Wunderbar und traurig zugleich
Petra Bohm | Posted 21/03/2011 | Belletristik | Keine Kommentare »Dieses amerikanische Romandebüt muss ich (leider) mit einer Vorwarnung empfehlen: Nicht von dem etwas kitschigen Cover und der titelgebenden verborgenen Sprache der Blumen abschrecken lassen: Dahinter verbirgt sich ein wirklich gutes Buch…
Irgendwie hatten wie einen Start mit Hindernissen – Vanessa Diffenbaugh und ich. Nicht nur die Programmleitung des Verlages sondern auch einige Buchhändlerinnen hatten diesen Roman ausdrücklich empfohlen:
»Gleich mit ihrem ersten Buch ist Vanessa Diffenbaugh ein berührender Roman über eine junge Frau gelungen, die in ihrer Sprachlosigkeit gefangen wäre, gäbe es nicht die verborgene Sprache der Blumen. Dieser Heldin, die so stachelig ist wie eine Distel und so zart wie eine Orchidee, kann man sich als Leser kaum entziehen. Ein modernes Schicksal verbunden mit einer alten, fast vergessenen Sprache, das macht den ungeheuren Reiz dieses Romans aus.«
Annette Weber, Programmleitung Droemer Belletristik
Aber dann kam alles erstmal ganz anders: Der erste Absatz der Leseprobe war mir zu blumig, die nächste Seite andererseits sprachlich auch wieder merkwürdig distanziert und ich befürchte, dass es einigen Leserinnen genauso gehen – und ihnen damit etwas ENTgehen – könnte… NICHT abschrecken lassen, schon wenige Seiten später fand ich mich mitten in einem ganz modernen Frauenroman, der sofort fesselt…
Und darum geht’s:
Victoria Jones kennt von Geburt an nur Waisenhäuser und Pflegefamilien. Wie ein Gegenstand wurde sie von einer Bleibe zur nächsten weitergereicht. Schon als Kind hat sie sich deshalb zu einer wortkargen, menschenscheuen Kratzbürste entwickelt. Einzig für Blumen interessiert sie sich, und für deren Sprache, die sie von der einzigen ihrer zahlreichen Pflegemütter, die sie wirklich geliebt hat, gelernt hat. Aber keine Angst, hier geht es nicht um sprechende Gewächse, wie der Titel vielleicht suggerieren mag, sondern um den Code, der schon im Mittelalter entstanden war, damit sich Liebende verschlüsselte Botschaften in Form von Blumen zuschicken konnten. Flieder steht z.B. für die gerade erst erwachende Liebe, Disteln (Überraschung!) stehen für „Misanthropie“, den Hass auf die Menschen, ebenso aber auch eine Prise getrocknetes Basilikum.

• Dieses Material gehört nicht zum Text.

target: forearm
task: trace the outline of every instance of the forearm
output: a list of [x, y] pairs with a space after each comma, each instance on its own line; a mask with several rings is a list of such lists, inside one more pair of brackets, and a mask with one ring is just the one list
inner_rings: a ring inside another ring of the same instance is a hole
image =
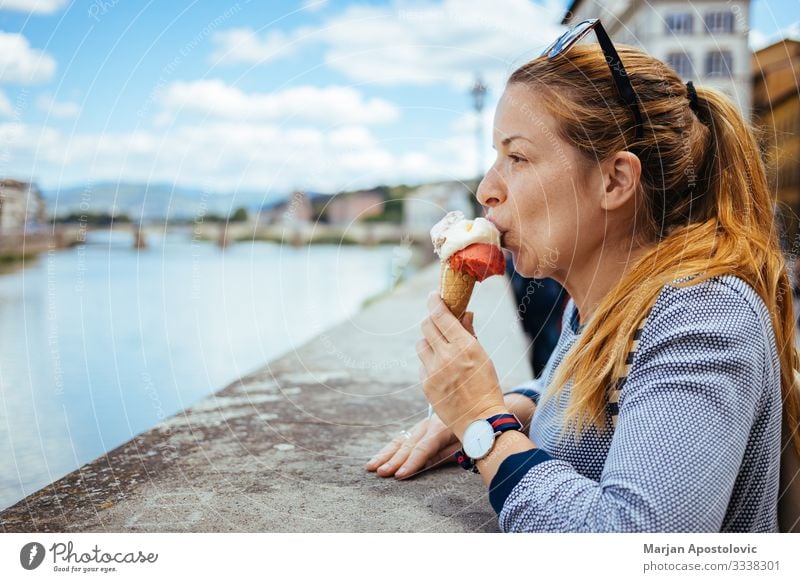
[[535, 449], [531, 439], [517, 430], [509, 430], [497, 437], [492, 451], [476, 462], [483, 483], [489, 487], [500, 465], [511, 455]]
[[525, 434], [528, 434], [533, 413], [536, 411], [536, 404], [533, 400], [522, 394], [506, 394], [503, 397], [503, 402], [505, 402], [508, 411], [522, 423]]

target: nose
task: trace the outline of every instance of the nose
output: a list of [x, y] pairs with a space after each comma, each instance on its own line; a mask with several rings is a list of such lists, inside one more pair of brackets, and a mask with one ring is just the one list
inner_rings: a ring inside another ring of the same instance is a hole
[[478, 184], [478, 191], [475, 193], [475, 197], [481, 203], [481, 206], [488, 208], [494, 208], [498, 204], [505, 202], [505, 184], [494, 166], [489, 168], [481, 183]]

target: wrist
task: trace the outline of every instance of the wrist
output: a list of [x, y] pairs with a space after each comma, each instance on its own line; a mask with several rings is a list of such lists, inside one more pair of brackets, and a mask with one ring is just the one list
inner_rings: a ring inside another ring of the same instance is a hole
[[[456, 453], [456, 461], [464, 469], [479, 472], [477, 462], [498, 452], [501, 436], [509, 432], [521, 432], [519, 419], [507, 412], [494, 414], [486, 419], [473, 421], [464, 431], [461, 450]], [[527, 440], [525, 435], [522, 436]], [[502, 449], [503, 447], [501, 447]]]
[[461, 423], [456, 427], [453, 427], [453, 432], [455, 433], [456, 437], [458, 438], [458, 442], [460, 442], [460, 443], [464, 442], [464, 432], [467, 430], [467, 427], [470, 424], [472, 424], [476, 420], [485, 420], [485, 419], [487, 419], [487, 418], [489, 418], [491, 416], [495, 416], [497, 414], [512, 414], [512, 412], [509, 410], [508, 406], [505, 406], [505, 405], [492, 406], [490, 408], [487, 408], [486, 410], [484, 410], [483, 412], [481, 412], [477, 416], [469, 417], [466, 420], [466, 422]]

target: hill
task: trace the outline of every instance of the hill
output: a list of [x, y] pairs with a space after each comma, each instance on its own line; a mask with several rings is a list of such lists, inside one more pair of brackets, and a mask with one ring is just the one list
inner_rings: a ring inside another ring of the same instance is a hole
[[168, 184], [98, 183], [42, 193], [50, 216], [71, 213], [127, 214], [132, 220], [194, 220], [199, 216], [228, 216], [237, 208], [257, 211], [286, 194], [221, 193]]

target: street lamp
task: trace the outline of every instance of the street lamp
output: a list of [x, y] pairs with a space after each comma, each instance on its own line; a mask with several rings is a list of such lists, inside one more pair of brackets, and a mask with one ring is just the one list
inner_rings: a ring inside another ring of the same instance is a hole
[[478, 73], [475, 75], [475, 84], [472, 85], [472, 89], [470, 89], [472, 106], [475, 109], [475, 116], [477, 118], [475, 121], [475, 143], [478, 148], [478, 180], [483, 176], [483, 164], [481, 163], [481, 158], [483, 157], [483, 118], [481, 117], [481, 113], [483, 112], [483, 104], [487, 90], [480, 73]]
[[[470, 89], [470, 95], [472, 95], [472, 107], [475, 109], [475, 146], [478, 148], [478, 156], [477, 156], [477, 167], [478, 172], [475, 177], [475, 191], [478, 191], [478, 184], [480, 184], [481, 179], [483, 178], [483, 117], [481, 113], [483, 112], [483, 104], [486, 97], [486, 92], [488, 88], [481, 79], [480, 73], [475, 75], [475, 83], [472, 85]], [[481, 214], [480, 204], [477, 203], [475, 197], [472, 197], [473, 204], [476, 206], [476, 215]]]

Mit achtzehn Jahren – am Ende ihres Heimlebens – ist Victoria obdachlos und ganz auf sich allein gestellt – bis sie einen Job in einem kleinen Blumenladen findet. Durch ihre Begabung, die Sträuße auf ihre eigene Art zusammen zu stellen und zu binden, fragen die Leute immer wieder nach ihr. Auf dem Markt der Blumenhändler lernt sie Grant kennen, einen jungen Mann, über den sie erstaunt feststellt, dass er ebenfalls die Sprache der Blumen versteht. Gegen ihren Willen keimt in Victoria nach langer Zeit wieder Hoffnung – auf Liebe, auf eine Familie, auf ein Zuhause. Doch ihre Vergangenheit, ihre schmerzvollen Erinnerungen an Elizabeth, ihr Gefühl, nichts wert zu sein, holen sie immer wieder ein…

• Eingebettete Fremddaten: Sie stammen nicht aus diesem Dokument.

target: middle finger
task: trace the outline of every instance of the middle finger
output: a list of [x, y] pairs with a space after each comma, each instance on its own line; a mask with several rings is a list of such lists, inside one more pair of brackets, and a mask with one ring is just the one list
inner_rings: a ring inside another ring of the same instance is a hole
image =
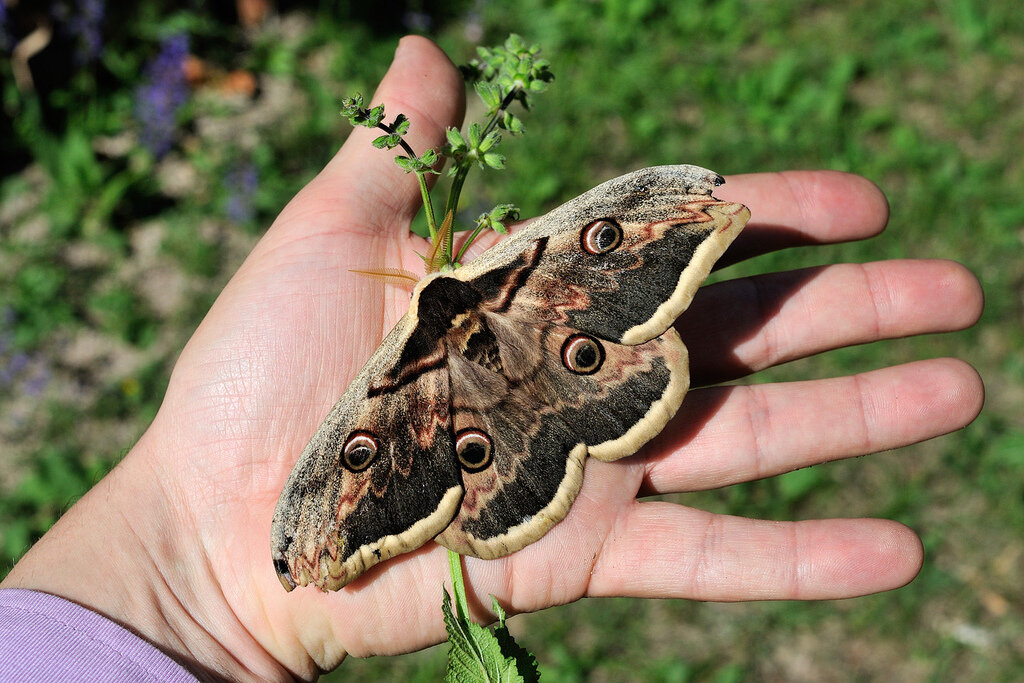
[[853, 344], [963, 329], [981, 308], [981, 287], [959, 263], [880, 261], [710, 285], [676, 328], [700, 386]]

Die Autorin Vanessa Diffenbaugh ist Kunsterzieherin und Schriftstellerin. Sie ist 32 Jahre alt, verheiratet und hat zwei Kinder. Sie ist nicht nur künstlerisch, sondern auch sozial sehr engagiert. Diffenbaugh weiß, wovon sie schreibt: Sie hat bereits mehrfach Pflegekinder in ihre Familie aufgenommen und über längere Zeit betreut. Sie lebt mit ihrer Familie in Boston.